Juventus confirmed their dominance over Serie A and Napoli even when missing star players, as Susy Campanale points out they are the most three-dimensional side.
The old saying goes: ‘Still waters run deep.’ It means that below an apparently calm surface you find unexpected layers. It is still Juventus who change and yet remain the same, who keep calm in crisis and reveal remarkable strength in depth. It is still Juventus at the top, where they have been for well over a year. Napoli had been able to ripple the waters in the Coppa Italia Final and the contentious Italian Super Cup, but not in Turin.
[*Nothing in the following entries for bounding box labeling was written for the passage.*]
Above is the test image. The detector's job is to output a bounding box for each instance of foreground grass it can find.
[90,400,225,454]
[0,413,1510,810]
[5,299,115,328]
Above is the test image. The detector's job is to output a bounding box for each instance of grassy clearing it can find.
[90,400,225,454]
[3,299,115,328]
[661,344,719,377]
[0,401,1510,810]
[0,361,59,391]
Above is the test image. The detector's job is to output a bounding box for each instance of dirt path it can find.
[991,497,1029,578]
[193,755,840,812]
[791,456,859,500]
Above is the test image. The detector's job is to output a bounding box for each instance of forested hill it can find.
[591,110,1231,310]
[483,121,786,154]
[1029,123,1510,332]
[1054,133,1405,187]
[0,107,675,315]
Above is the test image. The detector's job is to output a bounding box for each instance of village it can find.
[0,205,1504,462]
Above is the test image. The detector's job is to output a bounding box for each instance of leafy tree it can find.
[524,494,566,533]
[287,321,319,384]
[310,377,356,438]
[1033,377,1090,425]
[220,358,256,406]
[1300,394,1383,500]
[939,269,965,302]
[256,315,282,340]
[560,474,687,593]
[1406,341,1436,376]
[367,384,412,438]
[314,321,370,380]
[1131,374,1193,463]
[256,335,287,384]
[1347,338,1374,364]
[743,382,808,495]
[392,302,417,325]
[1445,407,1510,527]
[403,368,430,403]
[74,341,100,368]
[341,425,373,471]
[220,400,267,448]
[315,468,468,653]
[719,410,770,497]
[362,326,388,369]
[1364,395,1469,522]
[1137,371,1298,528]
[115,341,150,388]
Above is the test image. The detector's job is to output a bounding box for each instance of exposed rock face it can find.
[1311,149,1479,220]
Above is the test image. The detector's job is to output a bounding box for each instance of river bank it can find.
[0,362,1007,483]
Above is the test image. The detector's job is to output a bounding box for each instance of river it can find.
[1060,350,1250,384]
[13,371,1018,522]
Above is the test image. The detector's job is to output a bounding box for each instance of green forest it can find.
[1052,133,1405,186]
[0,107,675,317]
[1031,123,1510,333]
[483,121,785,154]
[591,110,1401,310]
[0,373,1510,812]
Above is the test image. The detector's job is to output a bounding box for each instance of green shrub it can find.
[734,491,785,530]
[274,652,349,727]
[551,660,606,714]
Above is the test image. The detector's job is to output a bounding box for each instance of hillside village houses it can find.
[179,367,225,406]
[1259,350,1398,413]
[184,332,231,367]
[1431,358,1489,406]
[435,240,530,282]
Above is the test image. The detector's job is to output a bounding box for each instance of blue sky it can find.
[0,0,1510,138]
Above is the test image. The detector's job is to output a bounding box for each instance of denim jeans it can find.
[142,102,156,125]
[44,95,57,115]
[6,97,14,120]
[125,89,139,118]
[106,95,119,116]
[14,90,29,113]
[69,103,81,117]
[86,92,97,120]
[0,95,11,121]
When a team wins without two of their most decisive players, that suggests real solidity. Add to that two substitutes who get the goals, ensuring 12 different names have been on the scoresheet in eight matches, and you have a side that looks unbeatable. Even though Gigi Buffon and Mirko Vucinic were out of action, the Bianconeri still seemed fairly comfortable against a full-strength Napoli and Marco Storari had precious little to do. Only Edinson Cavani’s majestic free kick rattled the woodwork in the first half, as he showed no signs of fatigue from the long intercontinental trip.
It is absolutely fitting that the goals should’ve come from Martin Caceres and Paul Pogba. The first a tried and tested soldier for the cause who is happy to step in when needed and already scored crucial goals last season against Milan. The second a smart Bosman signing who can represent the future of the club and chose the perfect time to break his Serie A duck. Even Beppe Marotta’s harshest critics have to acknowledge this team was built with economic alacrity, as Andrea Pirlo and Pogba were free transfers, while Caceres was originally tested on loan before they took up their option this summer and Kwadwo Asamoah was an absolute bargain from Udinese. They may not have signed a ‘top player’ this summer, but Juventus have a squad that more than makes up for that.
On the other hand, Napoli proved once again they have an excellent first XI and little else. Lorenzo Insigne was only introduced after they were 2-0 down despite Goran Pandev having an off day, but remains the lone real option to come off the bench. Could you take away two of their regular starters and expect a victory in a Scudetto showdown? Highly unlikely. The Partenopei did not play badly in Turin, but the fact remains they are powered by enthusiasm. If they had scored an opener, then maybe Napoli would’ve gone on to get a result. Instead they conceded two in two minutes and were visibly shaken to the core. That is not what champions are made of and Napoli still have a way to go.